Para quienes deseen acceder a Picos de Europa desde Cantabria, habrán de tomar la carretera que une Potes con Espinama y desde allí llegarse a Fuente Dé, donde con su remonte teleférico podrán superar en pocos minutos los más de 750 metros de desnivel que separan el Prador de Mirador del Cable y donde obtendrán una bellísima panorámica del anfiteatro de Fuente Dé. Andando puede recorrerse el espacio que separa Espinama de los Puertos de Aliva, nueve kilómetros de dura ascensión que nos conducirán hasta una pradera situada sobre las morrenas de los antiguos glaciares; allí se alza el Chalet Real, refugio de pastores montañeros y excursionistas y un moderno hotel de la Diputación Regional de Cantabria. También en las inmediaciones está la ermita de la Virgen de la Salud.

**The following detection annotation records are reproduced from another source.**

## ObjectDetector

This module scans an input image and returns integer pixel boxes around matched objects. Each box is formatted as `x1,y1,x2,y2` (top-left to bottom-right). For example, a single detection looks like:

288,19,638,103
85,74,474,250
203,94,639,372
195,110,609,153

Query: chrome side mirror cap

VALLE DE LIEBANA. NATURALEZA CONCENTRADA

La extraordinaria concentración de naturaleza que presenta el valle de Liébana provoca la sensación de estar disfrutando de un lugar inexplorado. Encinas, alcornoques, madroños, árboles frutales, bosques de robles, tejos, hayas, praderías,… Multitud de formas que la naturaleza tiene de expresar su alegría y que dan cobijo a una fauna en otros lugares extinguida: rebecos, zorros, urogallos, águilas, buitres, lobos, jabalíes y hasta osos que vagan en plena libertad. Toda una exhibición de fauna y flora que se ve resumida desde un auténtico “mirador de Cantabria”: Teleférico de Fuente Dé. Aquí, la vista sólo tiene un límite: la capacidad de alcance del lejano oriente…

TELEFERICO DE FUENTE DE

A tan sólo 28 km. de Potes, se encuentran las instalaciones del Teleférico de Fuente Dé. Una cómoda y original forma de acceder al macizo central de los Picos de Europa. Tras la ascensión de 750 m., que traslada de una altitud de 1.094 m. en la estación inferior a los 1.874 m. en la estación superior, es muy probable que la visión de que hasta el momento era una naturaleza sobrecogedora experimente un cambio muy notorio. Desde el “Mirador del Cable” se presenta una panorámica que abre un mundo de posibilidades. Excursiones hasta Peña Vieja o el Pico Tesorero, que por su facilidad de acceso son las más frecuentadas, constituyen sólo un pequeño ejemplo de todo lo que se puede realizar en esta grandioso paraje. Aquí se permite alcanzar una idea mucho más amplia de toda la riqueza que esconde celosamente esta muralla levantada por las manos de la naturaleza.